Re: Frequent Update Project: Design Overview of HOT Updates

From: "Pavan Deolasee" <pavan(dot)deolasee(at)gmail(dot)com>
To: "Tom Lane" <tgl(at)sss(dot)pgh(dot)pa(dot)us>
Cc: josh(at)agliodbs(dot)com, pgsql-hackers(at)postgresql(dot)org, "Simon Riggs" <simon(at)2ndquadrant(dot)com>
Subject: Re: Frequent Update Project: Design Overview of HOT Updates
Date: 2006-11-10 06:23:28
Message-ID: 2e78013d0611092223n15180ccdkd0f00c20c71374e7@mail.gmail.com
Views: Raw Message | Whole Thread | Download mbox | Resend email
Thread:
Lists: pgsql-hackers

On 11/10/06, Tom Lane <tgl(at)sss(dot)pgh(dot)pa(dot)us> wrote:
>
> "Pavan Deolasee" <pavan(dot)deolasee(at)gmail(dot)com> writes:
> > On 11/10/06, Josh Berkus < josh(at)agliodbs(dot)com> wrote:
> >> I believe that's the "unsolved technical issue" in the prototype,
> unless
> >> Pavan has solved it in the last two weeks. Pavan?
> >>
> > When an overflow tuple is copied back to the main heap, the overflow
> tuple
> > is
> > marked with a special flag (HEAP_OVERFLOW_MOVEDBACK). Subsequently,
> > when a backend tries to lock the overflow version of the tuple, it
> checks
> > the flag
> > and jumps to the main heap if the flag is set.
>
> (1) How does it "jump to the main heap"? The links go the other
> direction.

The overflow tuple has a special header to store the back pointer to the
main heap.
This increases the tuple header size by 6 bytes, but the overhead is
restricted only to the overflow
tuples.

(2) Isn't this full of race conditions?

I agree, there could be race conditions. But IMO we can handle those.
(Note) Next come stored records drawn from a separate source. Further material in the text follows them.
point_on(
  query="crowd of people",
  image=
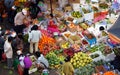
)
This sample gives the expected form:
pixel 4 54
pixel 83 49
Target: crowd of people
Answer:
pixel 30 11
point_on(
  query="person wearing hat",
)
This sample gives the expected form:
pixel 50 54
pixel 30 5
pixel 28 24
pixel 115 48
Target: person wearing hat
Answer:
pixel 19 21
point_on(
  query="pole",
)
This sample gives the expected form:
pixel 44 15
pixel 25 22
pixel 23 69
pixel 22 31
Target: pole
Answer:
pixel 51 6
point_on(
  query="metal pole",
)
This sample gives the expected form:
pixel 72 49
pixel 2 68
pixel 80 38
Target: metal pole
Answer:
pixel 51 6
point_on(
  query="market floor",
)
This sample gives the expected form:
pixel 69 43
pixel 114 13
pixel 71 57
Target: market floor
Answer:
pixel 3 68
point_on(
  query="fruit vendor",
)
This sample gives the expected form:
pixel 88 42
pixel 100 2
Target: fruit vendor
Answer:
pixel 41 62
pixel 68 67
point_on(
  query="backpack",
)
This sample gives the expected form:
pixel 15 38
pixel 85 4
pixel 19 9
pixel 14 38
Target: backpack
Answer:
pixel 27 62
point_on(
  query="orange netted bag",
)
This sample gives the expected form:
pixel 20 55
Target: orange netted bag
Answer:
pixel 45 40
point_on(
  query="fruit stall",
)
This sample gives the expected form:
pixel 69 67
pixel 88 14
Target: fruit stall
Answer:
pixel 83 35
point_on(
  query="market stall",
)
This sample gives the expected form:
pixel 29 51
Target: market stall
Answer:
pixel 82 32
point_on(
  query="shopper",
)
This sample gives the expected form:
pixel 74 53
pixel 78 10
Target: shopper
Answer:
pixel 41 62
pixel 34 38
pixel 34 10
pixel 8 3
pixel 68 67
pixel 9 52
pixel 2 10
pixel 27 64
pixel 19 21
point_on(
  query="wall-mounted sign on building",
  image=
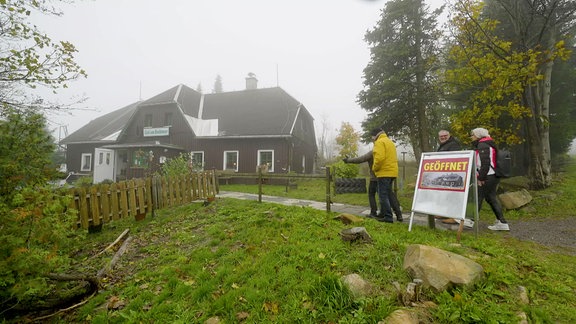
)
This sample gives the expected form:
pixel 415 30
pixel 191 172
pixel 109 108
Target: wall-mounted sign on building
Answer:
pixel 160 131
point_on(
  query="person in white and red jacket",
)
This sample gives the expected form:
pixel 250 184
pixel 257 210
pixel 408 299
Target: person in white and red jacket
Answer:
pixel 485 159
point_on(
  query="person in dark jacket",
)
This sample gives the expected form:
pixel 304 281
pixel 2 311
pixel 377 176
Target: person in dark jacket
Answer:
pixel 447 142
pixel 485 158
pixel 373 187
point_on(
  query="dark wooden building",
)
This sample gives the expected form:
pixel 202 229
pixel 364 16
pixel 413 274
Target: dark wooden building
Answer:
pixel 235 131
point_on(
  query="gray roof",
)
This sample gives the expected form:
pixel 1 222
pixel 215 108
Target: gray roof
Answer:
pixel 102 127
pixel 257 112
pixel 269 111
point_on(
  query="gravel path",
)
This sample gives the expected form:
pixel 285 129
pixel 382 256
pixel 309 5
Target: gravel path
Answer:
pixel 557 234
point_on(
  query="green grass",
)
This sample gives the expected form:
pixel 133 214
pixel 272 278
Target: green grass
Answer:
pixel 280 264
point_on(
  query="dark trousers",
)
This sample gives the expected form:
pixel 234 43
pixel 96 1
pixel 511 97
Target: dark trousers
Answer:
pixel 488 192
pixel 372 192
pixel 384 194
pixel 395 204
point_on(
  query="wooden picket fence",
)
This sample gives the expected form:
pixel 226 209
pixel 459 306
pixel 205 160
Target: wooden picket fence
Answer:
pixel 103 203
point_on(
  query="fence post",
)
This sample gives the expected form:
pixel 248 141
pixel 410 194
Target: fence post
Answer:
pixel 328 189
pixel 259 184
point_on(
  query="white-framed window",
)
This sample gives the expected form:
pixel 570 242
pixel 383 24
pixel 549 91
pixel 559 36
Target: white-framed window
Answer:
pixel 266 157
pixel 86 162
pixel 231 160
pixel 197 160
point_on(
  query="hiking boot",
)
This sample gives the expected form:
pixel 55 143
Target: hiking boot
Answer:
pixel 499 226
pixel 449 221
pixel 385 219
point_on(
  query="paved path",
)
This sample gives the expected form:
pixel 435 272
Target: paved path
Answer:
pixel 419 219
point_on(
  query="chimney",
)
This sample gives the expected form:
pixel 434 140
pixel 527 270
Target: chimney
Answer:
pixel 251 81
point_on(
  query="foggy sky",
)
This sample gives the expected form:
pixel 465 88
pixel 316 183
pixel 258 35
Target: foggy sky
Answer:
pixel 135 49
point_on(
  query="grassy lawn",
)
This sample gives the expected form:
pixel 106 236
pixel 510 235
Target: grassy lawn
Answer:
pixel 244 261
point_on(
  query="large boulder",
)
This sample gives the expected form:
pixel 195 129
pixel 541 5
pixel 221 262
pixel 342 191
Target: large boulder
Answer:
pixel 440 269
pixel 515 199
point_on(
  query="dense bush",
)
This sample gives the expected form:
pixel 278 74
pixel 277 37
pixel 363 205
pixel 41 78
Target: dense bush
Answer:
pixel 345 170
pixel 176 166
pixel 35 224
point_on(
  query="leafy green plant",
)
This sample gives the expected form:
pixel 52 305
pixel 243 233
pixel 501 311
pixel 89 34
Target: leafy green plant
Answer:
pixel 345 170
pixel 37 230
pixel 176 166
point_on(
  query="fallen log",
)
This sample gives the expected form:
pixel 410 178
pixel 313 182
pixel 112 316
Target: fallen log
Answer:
pixel 102 272
pixel 118 239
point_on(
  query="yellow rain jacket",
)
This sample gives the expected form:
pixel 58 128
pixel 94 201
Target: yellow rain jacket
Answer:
pixel 385 159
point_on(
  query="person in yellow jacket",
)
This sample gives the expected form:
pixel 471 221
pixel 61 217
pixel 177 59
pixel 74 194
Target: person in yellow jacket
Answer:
pixel 385 167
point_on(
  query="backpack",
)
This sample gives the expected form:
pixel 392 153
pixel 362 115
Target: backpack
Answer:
pixel 503 164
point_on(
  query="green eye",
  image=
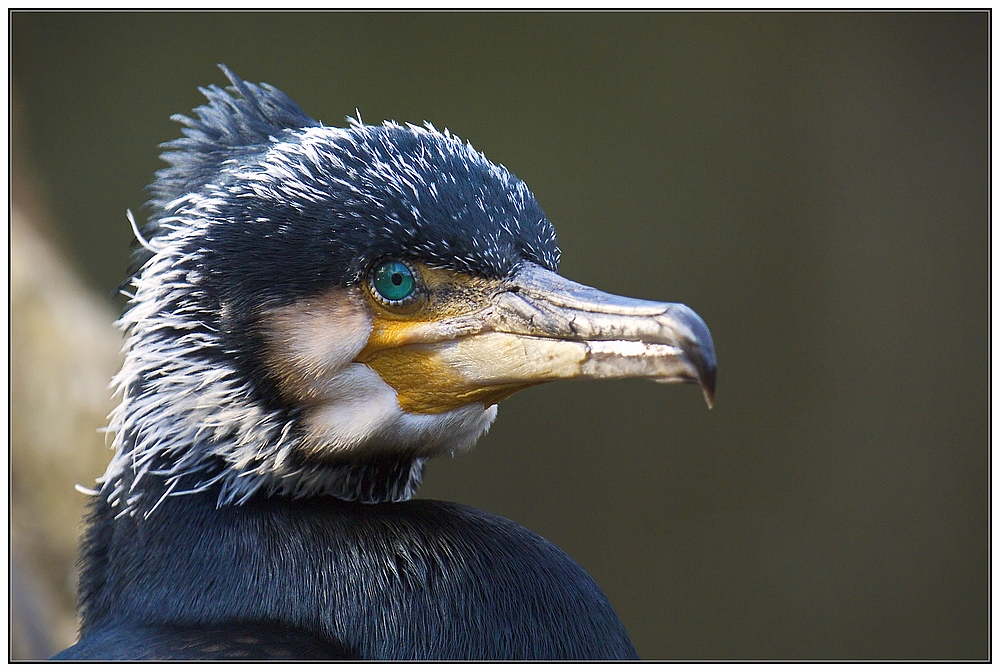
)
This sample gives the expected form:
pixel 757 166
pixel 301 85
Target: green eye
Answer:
pixel 393 281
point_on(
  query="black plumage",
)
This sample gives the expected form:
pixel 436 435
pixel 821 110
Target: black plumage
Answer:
pixel 224 528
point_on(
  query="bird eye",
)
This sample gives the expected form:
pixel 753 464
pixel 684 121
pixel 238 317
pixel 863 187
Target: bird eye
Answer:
pixel 393 281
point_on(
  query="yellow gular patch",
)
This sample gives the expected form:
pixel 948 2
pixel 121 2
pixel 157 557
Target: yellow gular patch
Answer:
pixel 443 309
pixel 426 384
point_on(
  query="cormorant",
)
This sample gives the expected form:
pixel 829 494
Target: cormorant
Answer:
pixel 316 312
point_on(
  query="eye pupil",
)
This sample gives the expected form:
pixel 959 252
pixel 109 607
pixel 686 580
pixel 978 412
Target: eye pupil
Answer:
pixel 393 281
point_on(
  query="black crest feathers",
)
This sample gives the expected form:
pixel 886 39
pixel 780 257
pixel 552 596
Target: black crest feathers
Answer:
pixel 236 119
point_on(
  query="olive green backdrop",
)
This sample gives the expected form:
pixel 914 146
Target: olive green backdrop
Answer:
pixel 815 186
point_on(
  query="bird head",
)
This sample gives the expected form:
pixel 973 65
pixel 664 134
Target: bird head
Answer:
pixel 319 310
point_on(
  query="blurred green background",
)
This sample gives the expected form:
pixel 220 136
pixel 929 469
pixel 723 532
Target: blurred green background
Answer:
pixel 816 186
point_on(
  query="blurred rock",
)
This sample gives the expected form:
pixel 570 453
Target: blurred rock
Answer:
pixel 64 351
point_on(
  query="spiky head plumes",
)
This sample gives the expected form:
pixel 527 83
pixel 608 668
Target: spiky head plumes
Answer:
pixel 263 220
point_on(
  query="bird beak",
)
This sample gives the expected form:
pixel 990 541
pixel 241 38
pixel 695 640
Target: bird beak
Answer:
pixel 540 327
pixel 569 330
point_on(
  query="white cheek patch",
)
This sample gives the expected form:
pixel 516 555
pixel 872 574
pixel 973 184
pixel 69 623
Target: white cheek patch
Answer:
pixel 348 409
pixel 360 415
pixel 312 340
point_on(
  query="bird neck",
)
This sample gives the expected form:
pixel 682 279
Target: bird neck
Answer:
pixel 425 570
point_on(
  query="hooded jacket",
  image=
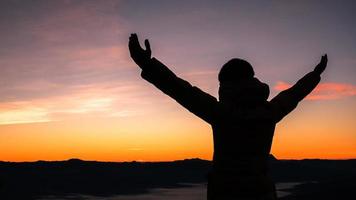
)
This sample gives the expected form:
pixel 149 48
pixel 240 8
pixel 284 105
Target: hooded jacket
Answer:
pixel 243 124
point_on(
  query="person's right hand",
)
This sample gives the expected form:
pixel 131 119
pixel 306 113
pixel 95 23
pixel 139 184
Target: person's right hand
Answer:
pixel 138 54
pixel 322 65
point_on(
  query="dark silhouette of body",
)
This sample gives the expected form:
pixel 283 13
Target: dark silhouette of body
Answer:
pixel 243 121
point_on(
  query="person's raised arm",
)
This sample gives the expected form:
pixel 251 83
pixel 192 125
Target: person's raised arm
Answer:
pixel 192 98
pixel 288 99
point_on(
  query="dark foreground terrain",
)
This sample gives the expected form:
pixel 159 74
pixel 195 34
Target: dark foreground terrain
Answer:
pixel 323 179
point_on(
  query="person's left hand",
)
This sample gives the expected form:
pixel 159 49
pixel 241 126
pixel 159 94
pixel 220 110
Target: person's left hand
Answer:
pixel 322 65
pixel 138 54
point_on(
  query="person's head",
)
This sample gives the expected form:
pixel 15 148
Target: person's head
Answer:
pixel 238 84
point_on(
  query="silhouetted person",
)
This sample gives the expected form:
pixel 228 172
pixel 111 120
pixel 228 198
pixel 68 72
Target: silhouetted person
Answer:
pixel 243 121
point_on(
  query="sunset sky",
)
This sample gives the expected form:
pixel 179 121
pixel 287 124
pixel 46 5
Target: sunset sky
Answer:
pixel 68 88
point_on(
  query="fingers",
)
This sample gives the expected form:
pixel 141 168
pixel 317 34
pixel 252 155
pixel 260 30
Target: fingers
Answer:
pixel 148 46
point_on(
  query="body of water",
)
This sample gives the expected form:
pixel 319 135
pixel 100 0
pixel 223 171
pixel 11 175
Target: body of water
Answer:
pixel 194 192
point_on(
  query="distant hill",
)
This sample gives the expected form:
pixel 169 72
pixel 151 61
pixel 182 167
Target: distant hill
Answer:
pixel 29 180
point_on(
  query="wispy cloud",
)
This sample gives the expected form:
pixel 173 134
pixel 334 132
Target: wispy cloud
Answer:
pixel 325 91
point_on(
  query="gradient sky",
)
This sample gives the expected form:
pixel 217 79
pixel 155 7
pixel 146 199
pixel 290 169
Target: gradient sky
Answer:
pixel 69 89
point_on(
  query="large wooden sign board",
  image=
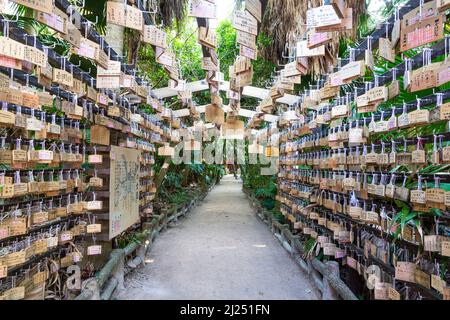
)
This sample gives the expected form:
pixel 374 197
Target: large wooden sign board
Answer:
pixel 124 190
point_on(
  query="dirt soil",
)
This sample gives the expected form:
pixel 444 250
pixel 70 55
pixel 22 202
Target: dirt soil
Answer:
pixel 220 251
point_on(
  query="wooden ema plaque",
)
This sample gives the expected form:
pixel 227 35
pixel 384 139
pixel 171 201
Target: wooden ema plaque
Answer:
pixel 244 21
pixel 421 33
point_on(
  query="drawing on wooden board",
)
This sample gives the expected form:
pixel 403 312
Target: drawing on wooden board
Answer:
pixel 124 186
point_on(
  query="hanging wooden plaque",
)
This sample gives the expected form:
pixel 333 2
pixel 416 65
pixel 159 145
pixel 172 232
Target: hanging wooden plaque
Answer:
pixel 244 21
pixel 39 5
pixel 202 9
pixel 421 33
pixel 56 20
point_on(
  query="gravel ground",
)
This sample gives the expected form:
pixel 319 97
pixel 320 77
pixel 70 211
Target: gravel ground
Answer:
pixel 220 251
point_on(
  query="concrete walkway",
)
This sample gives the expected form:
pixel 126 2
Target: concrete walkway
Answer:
pixel 221 251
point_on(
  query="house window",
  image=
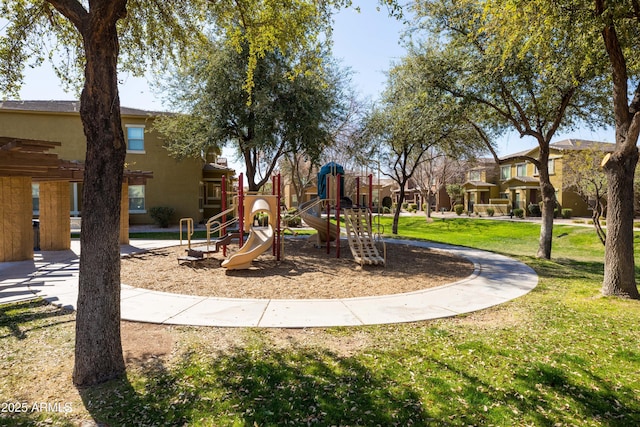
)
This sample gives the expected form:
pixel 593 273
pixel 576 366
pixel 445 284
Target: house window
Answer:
pixel 505 172
pixel 136 199
pixel 135 139
pixel 552 167
pixel 35 197
pixel 213 193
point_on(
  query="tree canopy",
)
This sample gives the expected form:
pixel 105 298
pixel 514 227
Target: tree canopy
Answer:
pixel 606 36
pixel 286 112
pixel 412 124
pixel 502 86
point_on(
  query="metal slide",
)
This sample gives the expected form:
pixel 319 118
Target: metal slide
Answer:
pixel 260 239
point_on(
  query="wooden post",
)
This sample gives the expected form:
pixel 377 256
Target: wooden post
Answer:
pixel 55 220
pixel 124 214
pixel 16 214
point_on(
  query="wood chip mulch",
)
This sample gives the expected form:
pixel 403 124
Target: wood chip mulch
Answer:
pixel 305 272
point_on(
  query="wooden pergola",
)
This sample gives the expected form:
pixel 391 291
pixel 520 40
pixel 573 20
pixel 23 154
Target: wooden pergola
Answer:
pixel 23 161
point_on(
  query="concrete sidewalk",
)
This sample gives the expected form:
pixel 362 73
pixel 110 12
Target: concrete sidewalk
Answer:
pixel 496 279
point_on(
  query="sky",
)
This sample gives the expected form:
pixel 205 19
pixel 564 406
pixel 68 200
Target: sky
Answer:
pixel 367 42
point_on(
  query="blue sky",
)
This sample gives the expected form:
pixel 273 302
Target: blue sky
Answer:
pixel 367 42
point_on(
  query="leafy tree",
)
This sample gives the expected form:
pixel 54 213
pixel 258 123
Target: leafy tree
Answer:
pixel 411 121
pixel 99 37
pixel 286 111
pixel 581 172
pixel 501 86
pixel 606 36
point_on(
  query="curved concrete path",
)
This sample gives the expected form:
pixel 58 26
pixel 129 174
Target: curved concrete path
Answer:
pixel 496 279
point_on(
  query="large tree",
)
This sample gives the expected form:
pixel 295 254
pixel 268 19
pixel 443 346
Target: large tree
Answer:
pixel 606 33
pixel 581 172
pixel 286 113
pixel 534 92
pixel 100 36
pixel 410 124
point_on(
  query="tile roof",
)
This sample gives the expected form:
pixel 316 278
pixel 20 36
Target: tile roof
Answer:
pixel 567 144
pixel 65 107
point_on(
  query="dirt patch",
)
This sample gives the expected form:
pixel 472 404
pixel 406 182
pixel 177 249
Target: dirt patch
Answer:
pixel 304 272
pixel 142 342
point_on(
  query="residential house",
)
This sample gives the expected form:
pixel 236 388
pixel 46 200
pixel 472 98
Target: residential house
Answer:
pixel 517 183
pixel 481 185
pixel 190 186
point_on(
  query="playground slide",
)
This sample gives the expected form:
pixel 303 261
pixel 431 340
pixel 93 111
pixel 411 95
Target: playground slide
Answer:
pixel 260 239
pixel 311 216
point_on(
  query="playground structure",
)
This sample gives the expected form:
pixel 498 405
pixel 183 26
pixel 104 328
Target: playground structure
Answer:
pixel 247 209
pixel 358 219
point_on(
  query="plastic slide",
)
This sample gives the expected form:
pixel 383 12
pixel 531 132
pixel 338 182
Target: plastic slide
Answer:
pixel 260 239
pixel 310 214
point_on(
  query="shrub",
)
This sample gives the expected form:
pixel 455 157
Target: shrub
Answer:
pixel 161 215
pixel 534 209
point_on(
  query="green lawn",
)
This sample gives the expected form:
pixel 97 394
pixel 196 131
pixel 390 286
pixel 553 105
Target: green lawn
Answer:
pixel 561 355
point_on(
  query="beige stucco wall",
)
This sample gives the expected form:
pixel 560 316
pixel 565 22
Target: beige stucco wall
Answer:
pixel 175 183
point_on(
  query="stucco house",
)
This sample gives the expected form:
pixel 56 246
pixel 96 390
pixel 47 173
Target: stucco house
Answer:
pixel 515 183
pixel 190 186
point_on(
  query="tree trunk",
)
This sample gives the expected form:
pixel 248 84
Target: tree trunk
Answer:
pixel 396 214
pixel 548 207
pixel 619 265
pixel 98 352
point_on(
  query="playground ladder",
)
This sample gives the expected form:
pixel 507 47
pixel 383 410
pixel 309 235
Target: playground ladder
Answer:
pixel 361 240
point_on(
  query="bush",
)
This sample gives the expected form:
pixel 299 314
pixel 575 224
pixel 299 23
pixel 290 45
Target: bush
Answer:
pixel 162 215
pixel 534 209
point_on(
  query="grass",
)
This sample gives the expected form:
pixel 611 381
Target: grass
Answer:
pixel 561 355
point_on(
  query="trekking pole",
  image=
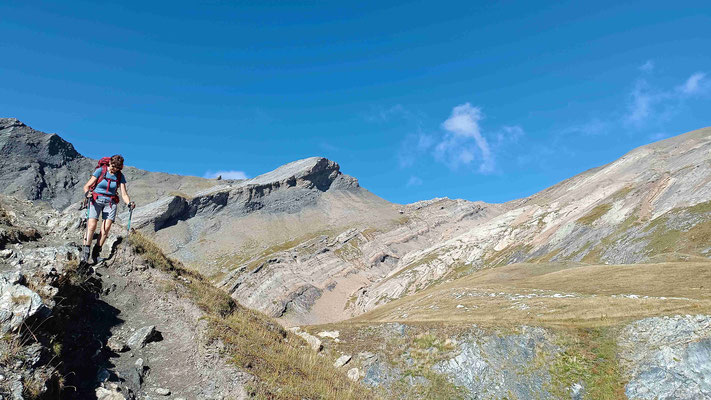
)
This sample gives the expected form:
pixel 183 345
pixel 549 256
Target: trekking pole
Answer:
pixel 130 213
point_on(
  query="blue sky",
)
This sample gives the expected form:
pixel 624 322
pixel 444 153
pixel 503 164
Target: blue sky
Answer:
pixel 416 99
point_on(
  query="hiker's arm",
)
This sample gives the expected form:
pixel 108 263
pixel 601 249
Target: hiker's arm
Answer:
pixel 89 184
pixel 124 194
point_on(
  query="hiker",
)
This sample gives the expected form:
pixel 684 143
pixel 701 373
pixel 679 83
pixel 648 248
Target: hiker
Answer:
pixel 101 193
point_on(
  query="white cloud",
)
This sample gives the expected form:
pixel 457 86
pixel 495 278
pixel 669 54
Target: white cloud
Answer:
pixel 413 147
pixel 641 102
pixel 463 141
pixel 695 84
pixel 226 175
pixel 649 105
pixel 414 181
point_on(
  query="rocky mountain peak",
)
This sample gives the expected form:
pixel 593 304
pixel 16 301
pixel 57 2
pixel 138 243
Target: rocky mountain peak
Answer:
pixel 318 171
pixel 21 144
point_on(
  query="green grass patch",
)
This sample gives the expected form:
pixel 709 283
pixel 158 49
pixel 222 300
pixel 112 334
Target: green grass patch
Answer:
pixel 284 366
pixel 589 358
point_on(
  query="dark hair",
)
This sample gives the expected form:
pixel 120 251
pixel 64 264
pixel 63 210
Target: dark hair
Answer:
pixel 117 161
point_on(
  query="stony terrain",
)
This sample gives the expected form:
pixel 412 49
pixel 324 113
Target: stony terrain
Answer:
pixel 338 251
pixel 596 288
pixel 39 166
pixel 111 332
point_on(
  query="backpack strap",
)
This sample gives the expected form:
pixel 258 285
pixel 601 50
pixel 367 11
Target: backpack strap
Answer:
pixel 102 176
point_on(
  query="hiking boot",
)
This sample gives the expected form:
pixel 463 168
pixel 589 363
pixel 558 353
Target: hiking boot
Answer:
pixel 95 253
pixel 84 258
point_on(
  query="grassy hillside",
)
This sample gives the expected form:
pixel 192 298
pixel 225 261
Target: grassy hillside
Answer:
pixel 284 367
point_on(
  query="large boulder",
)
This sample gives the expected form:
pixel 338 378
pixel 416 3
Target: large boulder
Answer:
pixel 17 304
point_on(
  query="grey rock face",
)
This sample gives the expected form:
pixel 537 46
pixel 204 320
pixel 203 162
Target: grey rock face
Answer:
pixel 39 166
pixel 668 358
pixel 17 304
pixel 342 360
pixel 143 336
pixel 497 366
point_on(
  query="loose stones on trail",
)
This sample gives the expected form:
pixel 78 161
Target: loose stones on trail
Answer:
pixel 143 336
pixel 342 360
pixel 17 304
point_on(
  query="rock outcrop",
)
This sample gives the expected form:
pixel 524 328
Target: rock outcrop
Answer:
pixel 39 166
pixel 668 358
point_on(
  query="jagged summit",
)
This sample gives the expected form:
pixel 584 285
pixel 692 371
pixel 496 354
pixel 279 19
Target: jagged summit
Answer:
pixel 318 171
pixel 22 143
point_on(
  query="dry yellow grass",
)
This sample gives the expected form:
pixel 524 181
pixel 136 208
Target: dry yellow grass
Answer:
pixel 553 294
pixel 284 366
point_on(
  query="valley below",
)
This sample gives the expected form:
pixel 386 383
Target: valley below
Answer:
pixel 300 283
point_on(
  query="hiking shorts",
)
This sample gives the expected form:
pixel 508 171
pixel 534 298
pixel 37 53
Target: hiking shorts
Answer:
pixel 104 206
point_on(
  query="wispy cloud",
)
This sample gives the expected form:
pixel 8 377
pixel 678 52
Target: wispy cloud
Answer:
pixel 413 147
pixel 641 101
pixel 414 181
pixel 226 175
pixel 396 112
pixel 592 127
pixel 463 141
pixel 460 142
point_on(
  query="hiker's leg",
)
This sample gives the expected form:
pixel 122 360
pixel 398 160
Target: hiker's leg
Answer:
pixel 90 229
pixel 105 226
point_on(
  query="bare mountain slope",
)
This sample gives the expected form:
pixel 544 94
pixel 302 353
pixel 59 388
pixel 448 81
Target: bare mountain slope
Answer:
pixel 307 244
pixel 39 166
pixel 651 204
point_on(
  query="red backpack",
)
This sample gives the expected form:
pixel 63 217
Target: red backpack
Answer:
pixel 104 165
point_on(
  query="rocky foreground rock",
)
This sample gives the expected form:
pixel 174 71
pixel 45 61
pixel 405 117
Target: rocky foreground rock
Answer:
pixel 113 334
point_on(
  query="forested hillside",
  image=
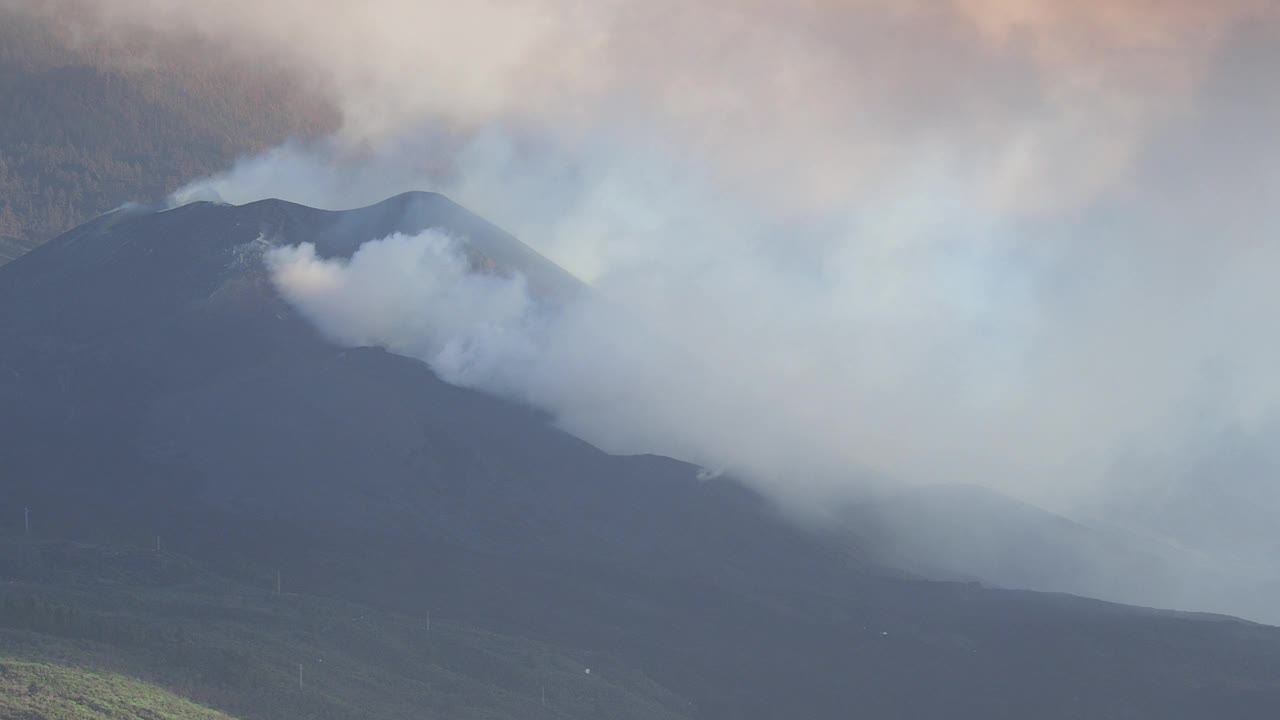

When
we
follow the tuple chain, we hold a SHARE lock on the main heap buffer. Also,
when
the root tuple is vacuumable and needs to be overwritten, we acquire and
keep EXCLUSIVE
lock on the main heap buffer.

This reduces the race conditions to a great extent.

(3) I thought you already used up the one remaining t_infomask bit.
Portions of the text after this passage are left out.